Le deviazioni più diffuse dalla normalità sono relative alla simmetria (skewness) e alla curtosi della popolazione da cui i residui sono campionati. In particolare, può capitare che i residui provengano da una popolazione con asimmetria positiva (right-skewed), come, ad esempio, una popolazione log-normale. In questo caso, la media è maggiore della mediana e i residui negativi sono più numerosi, ma più piccoli in valore assoluto di quelli positivi. Il QQ-plot si presenta come in figura 8.4 in alto al centro. Al contrario, se i residui provengono da una popolazione con asimmetria negativa (‘left-skewed’), caratterizzata, ad esempio, da una funzione di densità ‘beta’, la media è minore della mediana e, di conseguenza, i valori positivi sono più numerosi, ma più vicini allo zero di quelli negativi. In questa situazione, il QQ-plot presenta un andamento abbastanza tipico, come indicato in Figura 8.4 in alto a destra.

Per quanto riguarda la curtosi, è necessario osservare le code della distribuzione: se queste sono più alte di una distribuzione normale parliamo di distribuzione platicurtica, mentre se sono più basse parliamo di distribuzione leptocurtica. Ad esempio, se i residui provengono da una distribuzione t di Student con pochi gradi di libertà sono platicurtici ed il QQ-plot mostra l’andamento indicato in figura 8.4 in basso a sinistra.
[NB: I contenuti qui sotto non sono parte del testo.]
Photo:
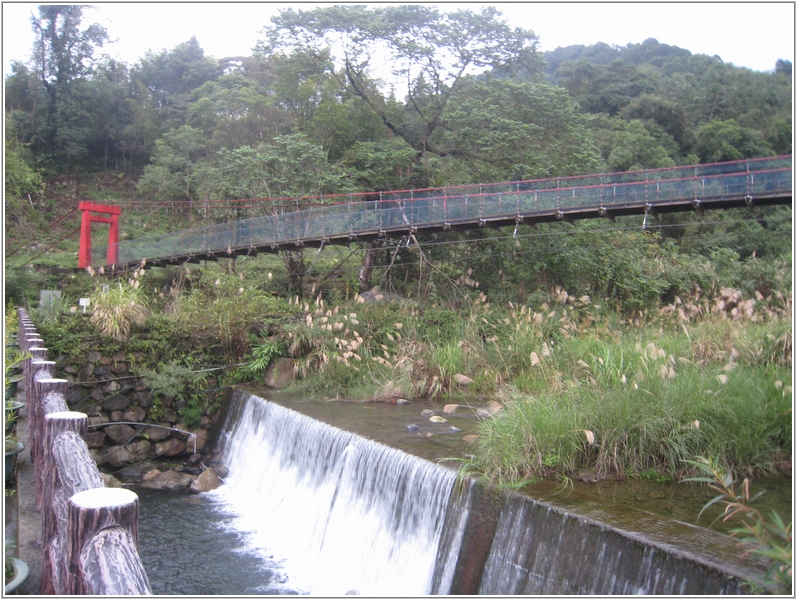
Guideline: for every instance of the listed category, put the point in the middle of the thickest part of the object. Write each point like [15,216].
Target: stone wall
[104,387]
Al contrario, se i residui provengono da una distribuzione uniforme sono tipicamente leptocurtici e presentano un QQ-plot come quello riportato in Figura 8.4 in basso al centro.
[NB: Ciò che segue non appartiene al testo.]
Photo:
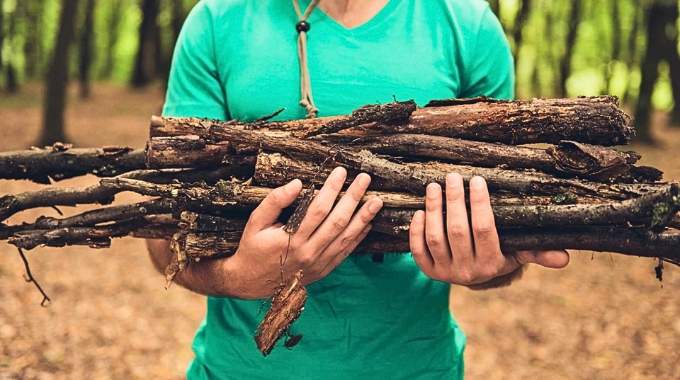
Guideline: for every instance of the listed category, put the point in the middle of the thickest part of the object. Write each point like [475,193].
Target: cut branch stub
[598,163]
[287,304]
QQ-plot per residui gaussiani (in alto a sinistra) e per residui che mostrano diversi tipi di violazioni dalla normalità (vedi anche Fig. 8.1).

Figura 8.4: QQ-plot per residui gaussiani (in alto a sinistra) e per residui che mostrano diversi tipi di violazioni dalla normalità (vedi anche Fig. 8.1).

8.4 Test d’ipotesi

La valutazioni illustrate in precedenza sono basate sulla semplice osservazione di uno o più grafici, ma sono considerate sufficientemente attendibili per la maggior parte delle situazioni. Tuttavia, esistono anche test statistici formali che consentono di saggiare l’ipotesi nulla di ‘assenza di deviazioni’, che può essere rifiutata qualora il P-level fosse inferiore a 0.05.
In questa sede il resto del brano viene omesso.